I tried in so many ways to calm my mind and try to keep myself alive. Crying, confiding in others, comforting myself, I even jumped zumba, did yoga, and sent greeting messages to all my friends who could. It was really a flash of light and flint. Without a teacher, I understood some truths that I didn't want to understand before I was killed:

—— It turns out that the so-called correctness is really nothing compared to human friendship; it turns out that the loss of human beings will happen so suddenly and unpredictably; it turns out that there are so many things that are a hundred times more important than maintaining correctness; It turns out that human beings can lose Anything, got a cold and got a fever and lost your voice forever, got cut with a knife and amputated, tweeted and one of your best friends broke up with you...

This was the biggest moment of enlightenment in my adult life. It seemed to shatter some narrow ego, what kind of butterfly effect, what kind of fate, the original is the crude casual relationship. The same is true of the birth of man, because because, so so, because so, there is no why, there is no reason at all (at least from your end not a clue). Just like accepting death, you can only pray that the pain will be healed and passed. Many things are like death, and blocking is one of them.

Then I started to reflect on myself, why do I block others. Even the bad guys in my story really don't deserve any new chance? Friends who call me fat at first sight, embarrassing teenage friends, ex-boyfriends, are they really so wicked, the world is wide enough for Hamilton and me, the world is wide enough the block list and me as well. Really Is there anything you can't forgive? Is there really something that never hurts a second chance? Is there really a "never again" "never come" way of saying no?

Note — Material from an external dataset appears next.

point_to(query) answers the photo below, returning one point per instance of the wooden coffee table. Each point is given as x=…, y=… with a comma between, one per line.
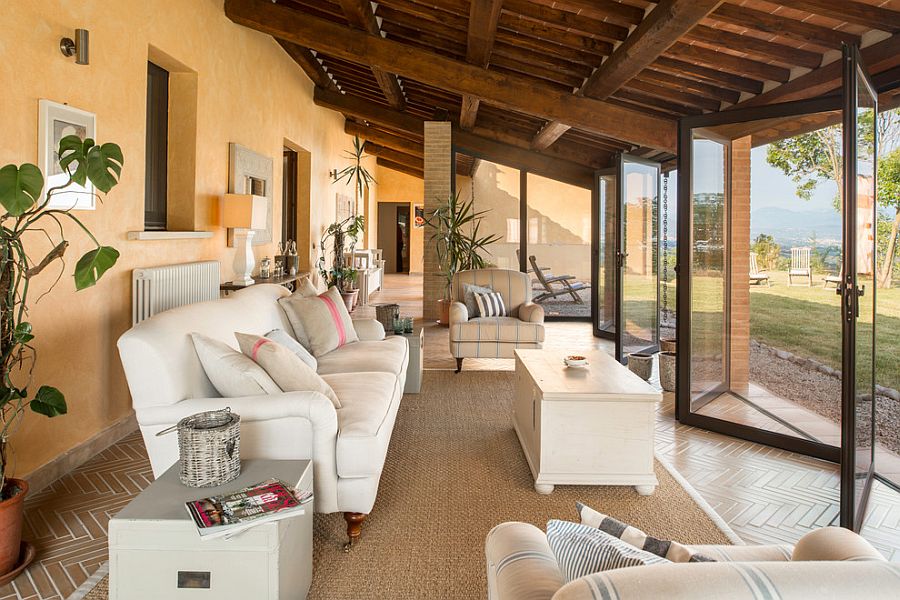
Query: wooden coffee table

I will never block anyone again because of my embarrassment or excess self-consciousness. Don't hold on to any implacability anymore. In fact, this principle has been tried to educate me a hundred times. I have to learn it. Forgive, forgive, let it go, don't go on the road with so many burdens. Anyone who appears in my life is not me if I remove anyone. Humanity deserves a second chance, and so do I. There is only a second chance to resist the unknowable and rude of Ming's fate, not wanting to make life as unreasonable as death, I embrace the forgiveness.

What is the end of this incident? The ex-boyfriend has already added it back, and turns out he really didn't block my NetEase Cloud! He also sent a private message to my NetEase Cloud in December last year, and of course I missed it; the embarrassed teenage friend said, "Did you delete me by accident?" I said, "It seems so! I don't even need WeChat!". Those of you who are still on the blacklist, accpet and grieve, accept and cheer up into a new life when you find that nothing can be done. Fortunately, in my storyline, before reaching the stage of accepting in vain, I received a bouquet of flowers from the friend who killed a thousand knives. The card said please write asigma symbol uppercase. How the sum of life is also a mathematical formula, gan! Of course I was humiliated and wanted to cry, so I made up.

This is my blocked incident and my thoughts on blocking and life blocking! Blessed are those who forgive.